Couteaux et poignards peuvent être librement achetés et détenus, nous dit la loi, même si leur port (et leur transport) doit être justifié par un motif légitime. Sauf que la découverte d’une arme blanche sur un individu ne peut être faite que lors d’une fouille. Or les forces de l’ordre ne peuvent procéder à une fouille que sur réquisition d’un procureur ou dans le cadre d’une enquête judiciaire. Le propos de Lucette Jeanpierre est donc parfaitement exact : ces armes blanches peuvent circuler en toute impunité, alors que se multiplient partout les attaques au couteau. Il y a donc de facto une réelle permissivité pour les armes blanches, et tout citoyen devrait avoir le droit d’avoir une opinion sur le sujet, si l’on admettait l’existence d’un débat démocratique dans ce pays. Hélas, cela ne semble pas vraiment le cas !

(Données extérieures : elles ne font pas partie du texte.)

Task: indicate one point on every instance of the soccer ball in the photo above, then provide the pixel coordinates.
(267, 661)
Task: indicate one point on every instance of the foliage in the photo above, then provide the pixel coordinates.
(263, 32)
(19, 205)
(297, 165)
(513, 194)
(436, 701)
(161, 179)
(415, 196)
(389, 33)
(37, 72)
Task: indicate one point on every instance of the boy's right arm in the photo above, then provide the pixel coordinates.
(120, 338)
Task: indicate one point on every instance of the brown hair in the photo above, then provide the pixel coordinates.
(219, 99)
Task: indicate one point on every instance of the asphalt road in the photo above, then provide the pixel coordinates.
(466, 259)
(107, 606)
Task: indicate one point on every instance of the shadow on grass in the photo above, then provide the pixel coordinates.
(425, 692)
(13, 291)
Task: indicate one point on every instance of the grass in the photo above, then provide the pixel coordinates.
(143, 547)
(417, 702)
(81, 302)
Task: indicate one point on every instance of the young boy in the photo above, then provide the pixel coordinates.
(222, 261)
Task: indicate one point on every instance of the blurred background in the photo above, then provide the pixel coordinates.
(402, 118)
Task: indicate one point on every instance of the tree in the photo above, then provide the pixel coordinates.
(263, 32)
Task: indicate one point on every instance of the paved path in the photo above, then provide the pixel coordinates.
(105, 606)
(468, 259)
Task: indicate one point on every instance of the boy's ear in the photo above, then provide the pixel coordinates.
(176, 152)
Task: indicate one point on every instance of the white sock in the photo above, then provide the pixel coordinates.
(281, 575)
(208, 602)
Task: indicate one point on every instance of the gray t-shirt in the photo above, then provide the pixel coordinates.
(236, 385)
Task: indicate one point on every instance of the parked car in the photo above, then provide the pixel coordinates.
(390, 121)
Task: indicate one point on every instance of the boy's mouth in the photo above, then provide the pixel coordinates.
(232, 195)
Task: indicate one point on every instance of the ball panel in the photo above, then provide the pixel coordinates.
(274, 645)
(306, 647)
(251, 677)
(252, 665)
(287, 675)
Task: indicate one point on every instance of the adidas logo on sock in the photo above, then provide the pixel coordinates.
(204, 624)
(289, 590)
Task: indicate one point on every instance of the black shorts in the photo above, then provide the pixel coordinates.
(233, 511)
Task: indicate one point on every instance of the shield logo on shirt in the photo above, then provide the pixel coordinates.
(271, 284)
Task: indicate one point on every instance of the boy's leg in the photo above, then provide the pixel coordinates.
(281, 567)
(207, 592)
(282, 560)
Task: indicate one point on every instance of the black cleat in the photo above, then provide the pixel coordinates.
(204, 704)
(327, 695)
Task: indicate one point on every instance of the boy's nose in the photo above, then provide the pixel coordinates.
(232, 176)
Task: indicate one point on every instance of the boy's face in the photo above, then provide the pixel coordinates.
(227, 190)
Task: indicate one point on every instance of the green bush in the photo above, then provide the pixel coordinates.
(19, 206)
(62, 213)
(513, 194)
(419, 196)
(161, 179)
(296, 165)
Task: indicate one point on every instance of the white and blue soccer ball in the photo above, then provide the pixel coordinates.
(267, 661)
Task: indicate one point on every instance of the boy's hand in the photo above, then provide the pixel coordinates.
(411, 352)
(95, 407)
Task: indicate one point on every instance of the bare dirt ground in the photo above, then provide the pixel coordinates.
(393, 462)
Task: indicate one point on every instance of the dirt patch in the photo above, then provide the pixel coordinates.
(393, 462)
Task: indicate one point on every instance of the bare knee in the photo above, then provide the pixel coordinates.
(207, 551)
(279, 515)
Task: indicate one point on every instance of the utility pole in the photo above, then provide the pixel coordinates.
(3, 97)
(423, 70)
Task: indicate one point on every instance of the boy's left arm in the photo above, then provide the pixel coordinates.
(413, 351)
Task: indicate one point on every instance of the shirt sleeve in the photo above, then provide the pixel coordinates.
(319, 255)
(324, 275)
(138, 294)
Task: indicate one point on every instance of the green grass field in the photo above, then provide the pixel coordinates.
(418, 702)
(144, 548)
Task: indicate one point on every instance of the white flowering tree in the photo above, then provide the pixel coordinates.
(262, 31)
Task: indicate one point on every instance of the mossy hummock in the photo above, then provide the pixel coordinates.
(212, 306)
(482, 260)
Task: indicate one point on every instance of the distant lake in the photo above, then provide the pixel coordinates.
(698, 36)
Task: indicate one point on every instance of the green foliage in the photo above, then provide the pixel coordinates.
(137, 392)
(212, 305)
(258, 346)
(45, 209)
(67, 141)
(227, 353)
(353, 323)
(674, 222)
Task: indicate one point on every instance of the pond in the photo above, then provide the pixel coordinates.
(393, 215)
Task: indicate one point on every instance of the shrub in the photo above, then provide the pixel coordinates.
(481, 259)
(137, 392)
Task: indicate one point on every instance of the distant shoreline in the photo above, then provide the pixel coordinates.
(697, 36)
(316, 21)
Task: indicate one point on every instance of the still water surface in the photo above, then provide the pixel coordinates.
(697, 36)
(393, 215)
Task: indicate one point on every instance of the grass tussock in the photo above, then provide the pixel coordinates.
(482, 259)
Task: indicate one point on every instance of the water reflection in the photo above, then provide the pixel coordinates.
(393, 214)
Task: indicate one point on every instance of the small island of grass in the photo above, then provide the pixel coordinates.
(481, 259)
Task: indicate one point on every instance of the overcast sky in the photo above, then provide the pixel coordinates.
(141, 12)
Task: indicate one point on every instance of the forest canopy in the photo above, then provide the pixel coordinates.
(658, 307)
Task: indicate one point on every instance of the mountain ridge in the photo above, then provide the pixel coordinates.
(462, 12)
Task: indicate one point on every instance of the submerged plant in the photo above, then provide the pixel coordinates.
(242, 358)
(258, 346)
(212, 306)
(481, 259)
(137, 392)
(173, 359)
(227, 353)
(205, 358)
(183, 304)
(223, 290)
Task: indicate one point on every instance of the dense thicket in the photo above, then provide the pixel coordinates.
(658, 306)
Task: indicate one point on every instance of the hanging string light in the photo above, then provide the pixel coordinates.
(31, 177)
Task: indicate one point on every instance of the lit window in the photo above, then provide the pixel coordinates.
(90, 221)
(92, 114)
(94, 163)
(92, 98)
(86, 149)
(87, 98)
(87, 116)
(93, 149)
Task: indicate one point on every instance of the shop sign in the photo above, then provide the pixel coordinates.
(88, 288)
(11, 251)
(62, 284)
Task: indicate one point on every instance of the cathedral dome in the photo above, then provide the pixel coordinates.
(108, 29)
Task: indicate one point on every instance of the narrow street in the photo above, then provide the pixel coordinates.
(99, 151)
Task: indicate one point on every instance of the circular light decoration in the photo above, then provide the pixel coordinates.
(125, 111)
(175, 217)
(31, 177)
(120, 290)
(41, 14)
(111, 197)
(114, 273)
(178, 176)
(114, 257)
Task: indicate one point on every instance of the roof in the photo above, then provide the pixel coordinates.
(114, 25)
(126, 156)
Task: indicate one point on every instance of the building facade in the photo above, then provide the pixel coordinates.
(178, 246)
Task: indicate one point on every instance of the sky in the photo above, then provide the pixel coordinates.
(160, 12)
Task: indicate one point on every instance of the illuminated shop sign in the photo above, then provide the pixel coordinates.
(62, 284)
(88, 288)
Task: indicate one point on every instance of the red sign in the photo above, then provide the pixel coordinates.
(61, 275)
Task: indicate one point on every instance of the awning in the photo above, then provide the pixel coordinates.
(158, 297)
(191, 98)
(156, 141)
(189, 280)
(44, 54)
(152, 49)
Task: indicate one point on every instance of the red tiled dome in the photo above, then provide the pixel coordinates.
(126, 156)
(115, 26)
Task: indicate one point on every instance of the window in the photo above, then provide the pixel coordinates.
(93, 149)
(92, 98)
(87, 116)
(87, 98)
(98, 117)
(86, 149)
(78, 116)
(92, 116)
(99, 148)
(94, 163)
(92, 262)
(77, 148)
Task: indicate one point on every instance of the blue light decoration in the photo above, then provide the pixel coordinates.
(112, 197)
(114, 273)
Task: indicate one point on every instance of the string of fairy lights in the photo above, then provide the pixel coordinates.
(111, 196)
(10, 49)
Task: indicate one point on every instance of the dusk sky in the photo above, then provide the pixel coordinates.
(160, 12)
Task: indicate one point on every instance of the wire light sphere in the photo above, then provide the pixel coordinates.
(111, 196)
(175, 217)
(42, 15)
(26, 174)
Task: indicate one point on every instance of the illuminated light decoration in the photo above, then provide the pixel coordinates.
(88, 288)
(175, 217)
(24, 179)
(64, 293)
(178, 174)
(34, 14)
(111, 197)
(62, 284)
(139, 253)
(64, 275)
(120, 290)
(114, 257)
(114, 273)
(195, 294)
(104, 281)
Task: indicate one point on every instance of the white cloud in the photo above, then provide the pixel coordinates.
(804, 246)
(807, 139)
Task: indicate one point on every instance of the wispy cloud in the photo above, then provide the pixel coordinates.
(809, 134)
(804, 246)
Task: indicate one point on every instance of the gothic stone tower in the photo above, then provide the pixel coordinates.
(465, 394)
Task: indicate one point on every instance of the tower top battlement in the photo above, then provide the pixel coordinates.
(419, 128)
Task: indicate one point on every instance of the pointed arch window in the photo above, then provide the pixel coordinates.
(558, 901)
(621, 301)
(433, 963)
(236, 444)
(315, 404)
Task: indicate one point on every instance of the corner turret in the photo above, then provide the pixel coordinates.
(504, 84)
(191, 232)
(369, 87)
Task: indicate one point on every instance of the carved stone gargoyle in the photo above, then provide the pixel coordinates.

https://ripostelaique.com/120-agressions-au-couteau-par-jour-en-france.html

Enfin, le dernier passage, objet du litige, est le suivant : «  Cyrano avait bien raison, dans son dernier édito, d’évoquer la double peine subie par les Français, victimes des agressions musulmanes et de la Sécurité routière ». Un propos qu’il faut resituer dans son contexte : d’une part, on demande aux forces de l’ordre de verbaliser à outrance, notamment pour des excès de vitesse souvent ridicules, et de l’autre on leur donne des consignes, dans certaines zones de non-droit, pour ne pas poursuivre les délinquants, souvent issus de la diversité, au nom d’une « paix sociale » espérée en retour.  Les personnes concernées, souvent des citoyens de la France périphérique, subissent donc la double peine : vaches à lait pour la sécurité routière et victimes toutes désignées de l’insécurité. Or la police est un service public, payé par le peuple. Quoi de plus légitime que de pouvoir donner son avis sur la politique menée en matière de police, lorsqu’elle peine à garantir la protection des gens ?

Bref, il n’y a pas grand-chose à charge dans ce dossier ! L’attaque en justice contre Riposte Laïque pour cet article est d’autant plus grotesque qu’aucune association dite antiraciste n’a cru bon se joindre à la plainte. Or quand une cause est captive, ces associations se privent rarement de tenter d’en profiter ! C’est le ministère public seul, chargé en théorie de défendre les intérêts de la collectivité,  qui a pris l’initiative de cette poursuite !

Il n’y a plus qu’à espérer que les magistrats du siège seront sensibles aux arguments de maître Pichon, qui en sa qualité de conseil, a défendu avec brio Riposte Laïque dans cette affaire.

Mis en délibéré, le jugement sera rendu courant septembre.